The Finance Committee has overall responsibility for reviewing the financial goals and strategies of the Company, including strategic considerations in the allocation of corporate resources, and for oversight of the financial policy, plans, and programs of the Company.
The Committee shall consist of three or more directors appointed annually by the Board, and may include the Chairman of the Board and Chief Executive Officer. A majority of members shall be independent in accordance with New York Stock Exchange rules (the "NYSE Rules"). The following skills are useful for the Committee members to have: familiarity and experience with treasury policy, corporate finance and mergers and acquisitions.

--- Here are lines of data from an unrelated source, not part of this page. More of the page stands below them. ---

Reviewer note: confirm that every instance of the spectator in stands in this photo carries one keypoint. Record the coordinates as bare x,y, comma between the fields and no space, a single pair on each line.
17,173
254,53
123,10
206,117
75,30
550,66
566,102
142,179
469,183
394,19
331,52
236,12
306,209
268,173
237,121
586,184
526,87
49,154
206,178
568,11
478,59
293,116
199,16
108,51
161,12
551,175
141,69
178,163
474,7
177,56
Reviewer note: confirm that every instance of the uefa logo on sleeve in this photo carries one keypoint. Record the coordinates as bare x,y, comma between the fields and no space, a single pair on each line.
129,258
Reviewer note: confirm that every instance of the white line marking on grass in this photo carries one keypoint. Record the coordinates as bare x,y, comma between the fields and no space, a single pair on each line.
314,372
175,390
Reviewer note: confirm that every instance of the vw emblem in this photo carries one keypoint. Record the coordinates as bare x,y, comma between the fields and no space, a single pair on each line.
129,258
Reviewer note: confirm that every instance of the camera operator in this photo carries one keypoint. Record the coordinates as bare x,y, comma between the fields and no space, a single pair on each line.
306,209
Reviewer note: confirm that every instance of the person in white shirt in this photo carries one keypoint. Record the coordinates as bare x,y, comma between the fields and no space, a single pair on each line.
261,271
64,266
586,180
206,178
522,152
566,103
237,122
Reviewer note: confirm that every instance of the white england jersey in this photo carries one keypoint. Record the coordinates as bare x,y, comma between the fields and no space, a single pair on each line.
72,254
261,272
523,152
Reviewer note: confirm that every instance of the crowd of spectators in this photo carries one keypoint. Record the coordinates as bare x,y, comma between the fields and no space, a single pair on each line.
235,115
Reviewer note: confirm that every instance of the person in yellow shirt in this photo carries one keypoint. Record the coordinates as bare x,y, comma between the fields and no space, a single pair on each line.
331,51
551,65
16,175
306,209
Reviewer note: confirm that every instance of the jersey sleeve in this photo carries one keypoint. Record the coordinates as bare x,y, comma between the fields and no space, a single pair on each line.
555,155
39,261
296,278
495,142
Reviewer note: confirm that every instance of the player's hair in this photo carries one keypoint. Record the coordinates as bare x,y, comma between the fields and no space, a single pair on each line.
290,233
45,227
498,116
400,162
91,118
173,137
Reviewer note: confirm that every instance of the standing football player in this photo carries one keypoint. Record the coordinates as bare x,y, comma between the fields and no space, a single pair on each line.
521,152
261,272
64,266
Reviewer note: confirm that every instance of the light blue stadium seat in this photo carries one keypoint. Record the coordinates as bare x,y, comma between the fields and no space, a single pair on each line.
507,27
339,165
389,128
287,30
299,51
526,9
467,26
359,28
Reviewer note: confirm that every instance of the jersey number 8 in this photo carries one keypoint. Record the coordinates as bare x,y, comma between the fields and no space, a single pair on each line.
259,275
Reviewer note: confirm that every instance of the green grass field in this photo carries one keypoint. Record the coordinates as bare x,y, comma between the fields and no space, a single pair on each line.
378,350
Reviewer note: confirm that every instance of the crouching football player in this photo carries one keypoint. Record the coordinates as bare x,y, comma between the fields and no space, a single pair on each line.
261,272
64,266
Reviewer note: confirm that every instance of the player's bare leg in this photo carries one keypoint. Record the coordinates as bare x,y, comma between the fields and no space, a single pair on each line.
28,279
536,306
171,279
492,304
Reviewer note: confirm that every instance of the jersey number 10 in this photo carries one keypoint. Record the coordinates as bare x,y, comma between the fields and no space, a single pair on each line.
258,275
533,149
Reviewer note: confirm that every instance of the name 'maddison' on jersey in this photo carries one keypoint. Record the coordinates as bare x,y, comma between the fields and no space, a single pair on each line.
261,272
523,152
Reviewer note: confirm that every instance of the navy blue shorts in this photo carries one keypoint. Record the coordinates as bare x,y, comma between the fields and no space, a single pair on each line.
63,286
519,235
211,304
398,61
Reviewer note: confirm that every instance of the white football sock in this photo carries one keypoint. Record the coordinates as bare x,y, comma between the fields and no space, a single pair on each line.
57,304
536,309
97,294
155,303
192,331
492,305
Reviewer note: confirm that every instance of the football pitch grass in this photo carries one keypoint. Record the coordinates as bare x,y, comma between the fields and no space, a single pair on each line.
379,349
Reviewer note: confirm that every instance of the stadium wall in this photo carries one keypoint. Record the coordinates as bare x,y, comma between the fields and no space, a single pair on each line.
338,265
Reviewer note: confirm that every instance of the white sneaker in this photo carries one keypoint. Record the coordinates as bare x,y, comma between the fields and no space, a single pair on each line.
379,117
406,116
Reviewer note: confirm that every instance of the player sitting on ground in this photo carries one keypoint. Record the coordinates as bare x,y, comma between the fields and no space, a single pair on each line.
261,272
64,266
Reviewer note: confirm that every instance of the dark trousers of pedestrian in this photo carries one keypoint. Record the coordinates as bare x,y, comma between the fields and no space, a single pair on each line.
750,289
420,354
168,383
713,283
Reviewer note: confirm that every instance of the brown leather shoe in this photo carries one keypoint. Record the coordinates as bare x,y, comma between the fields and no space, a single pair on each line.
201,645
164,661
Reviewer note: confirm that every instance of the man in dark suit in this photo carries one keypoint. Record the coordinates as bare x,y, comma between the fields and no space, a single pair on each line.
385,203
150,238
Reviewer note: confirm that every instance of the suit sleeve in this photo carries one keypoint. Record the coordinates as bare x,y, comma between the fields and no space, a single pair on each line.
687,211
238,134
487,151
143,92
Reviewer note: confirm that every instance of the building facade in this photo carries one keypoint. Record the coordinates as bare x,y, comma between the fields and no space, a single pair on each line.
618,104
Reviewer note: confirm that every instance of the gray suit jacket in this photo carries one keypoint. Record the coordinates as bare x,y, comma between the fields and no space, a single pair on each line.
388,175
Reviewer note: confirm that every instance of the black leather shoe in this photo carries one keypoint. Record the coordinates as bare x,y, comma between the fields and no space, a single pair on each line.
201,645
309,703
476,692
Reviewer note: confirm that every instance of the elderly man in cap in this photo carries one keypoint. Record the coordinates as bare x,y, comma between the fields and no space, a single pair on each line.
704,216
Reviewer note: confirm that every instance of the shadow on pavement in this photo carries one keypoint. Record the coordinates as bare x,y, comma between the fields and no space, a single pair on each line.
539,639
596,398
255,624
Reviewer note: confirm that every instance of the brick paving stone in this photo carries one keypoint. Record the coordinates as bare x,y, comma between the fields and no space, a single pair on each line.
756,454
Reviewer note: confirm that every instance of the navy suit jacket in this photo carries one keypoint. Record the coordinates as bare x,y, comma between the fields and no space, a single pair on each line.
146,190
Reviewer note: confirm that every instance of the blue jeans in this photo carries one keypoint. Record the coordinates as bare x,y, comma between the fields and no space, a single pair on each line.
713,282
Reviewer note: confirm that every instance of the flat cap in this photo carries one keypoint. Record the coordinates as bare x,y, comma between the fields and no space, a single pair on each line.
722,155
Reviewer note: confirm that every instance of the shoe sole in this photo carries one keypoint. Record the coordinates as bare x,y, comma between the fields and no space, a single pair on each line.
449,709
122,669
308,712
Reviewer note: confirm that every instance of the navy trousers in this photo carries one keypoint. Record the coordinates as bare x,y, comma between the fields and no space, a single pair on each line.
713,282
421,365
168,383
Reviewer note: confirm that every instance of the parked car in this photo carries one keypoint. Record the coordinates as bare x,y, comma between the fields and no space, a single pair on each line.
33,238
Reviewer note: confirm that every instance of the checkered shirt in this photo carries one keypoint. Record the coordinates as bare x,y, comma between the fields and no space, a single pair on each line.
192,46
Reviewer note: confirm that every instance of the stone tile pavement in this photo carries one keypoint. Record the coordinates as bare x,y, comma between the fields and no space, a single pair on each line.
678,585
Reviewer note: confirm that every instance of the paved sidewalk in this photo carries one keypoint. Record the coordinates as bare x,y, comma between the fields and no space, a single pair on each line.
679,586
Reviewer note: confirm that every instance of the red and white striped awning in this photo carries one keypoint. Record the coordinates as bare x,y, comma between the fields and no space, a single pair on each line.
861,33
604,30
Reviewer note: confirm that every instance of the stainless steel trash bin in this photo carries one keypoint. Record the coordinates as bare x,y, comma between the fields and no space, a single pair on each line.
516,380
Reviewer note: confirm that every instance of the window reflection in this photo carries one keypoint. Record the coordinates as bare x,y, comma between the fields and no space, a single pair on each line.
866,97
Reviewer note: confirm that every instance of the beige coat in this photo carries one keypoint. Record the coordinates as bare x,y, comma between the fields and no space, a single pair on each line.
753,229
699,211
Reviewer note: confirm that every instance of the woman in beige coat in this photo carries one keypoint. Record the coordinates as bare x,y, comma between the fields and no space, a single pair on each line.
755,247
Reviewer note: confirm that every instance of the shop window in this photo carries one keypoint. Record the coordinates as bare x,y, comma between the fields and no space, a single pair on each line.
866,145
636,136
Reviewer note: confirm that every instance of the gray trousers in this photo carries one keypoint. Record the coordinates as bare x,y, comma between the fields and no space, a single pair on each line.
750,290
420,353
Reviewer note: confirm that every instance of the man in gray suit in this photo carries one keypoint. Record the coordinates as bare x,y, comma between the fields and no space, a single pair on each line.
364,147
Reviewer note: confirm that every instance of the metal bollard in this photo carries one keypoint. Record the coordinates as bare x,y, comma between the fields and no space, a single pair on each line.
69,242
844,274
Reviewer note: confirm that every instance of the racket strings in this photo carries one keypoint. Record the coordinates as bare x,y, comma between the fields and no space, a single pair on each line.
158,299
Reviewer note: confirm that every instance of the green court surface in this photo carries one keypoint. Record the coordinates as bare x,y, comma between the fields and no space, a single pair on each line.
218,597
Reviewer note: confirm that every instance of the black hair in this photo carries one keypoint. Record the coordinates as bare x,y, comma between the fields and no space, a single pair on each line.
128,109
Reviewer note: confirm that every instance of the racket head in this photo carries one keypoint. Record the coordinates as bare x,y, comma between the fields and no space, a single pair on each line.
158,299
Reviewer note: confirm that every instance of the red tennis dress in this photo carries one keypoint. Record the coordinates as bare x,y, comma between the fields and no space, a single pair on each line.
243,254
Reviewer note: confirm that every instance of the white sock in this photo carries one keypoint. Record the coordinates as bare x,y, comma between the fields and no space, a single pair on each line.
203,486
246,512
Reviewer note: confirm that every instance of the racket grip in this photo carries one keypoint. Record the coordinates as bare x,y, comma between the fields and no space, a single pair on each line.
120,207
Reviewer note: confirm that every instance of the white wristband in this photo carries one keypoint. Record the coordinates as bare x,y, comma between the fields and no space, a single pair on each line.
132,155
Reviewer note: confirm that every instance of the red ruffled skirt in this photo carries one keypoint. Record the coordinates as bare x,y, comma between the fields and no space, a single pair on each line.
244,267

The Committee shall meet quarterly or at such other intervals as circumstances dictate as determined by the Committee Chairman. A majority of the members of the Committee shall constitute a quorum for the transaction of business. The Committee will report its activities and findings to the Board on a regular basis.
IV. RESPONSIBILITIES AND DUTIES
The specific duties and responsibilities of the Committee include:
1. Review strategic decisions and long-term business goals including acquisitions, joint ventures or dispositions of business and capital assets and the financing of such transactions.
2. Review financial plans and policy, including (a) corporate finance and capital structure of the Company, (b) equity and debt funding for the Company, and (c) the dividend policy of the Company.
3. Undertake from time to time such additional activities within the scope of the Committee's primary purposes, as it may deem appropriate and/or as assigned by the Board of Directors, or the Chairman of the Board or the Chief Executive Officer.
V. GENERAL PROVISIONS
1. The Committee may establish such subcommittees, as it deems appropriate and may delegate to the Group Plans Administrative Committee the authority (consistent with any guidance) to change, substitute, add, or eliminate funding agents for any funding mechanism or trust.
2. The Committee shall conduct an annual performance self-evaluation to ensure that the Committee is fulfilling its responsibilities, and report the results of such evaluation to the Governance Committee.
3. The committee will review and reassess the adequacy of the Committee's Charter at least annually and report the results of such review to the Governance Committee.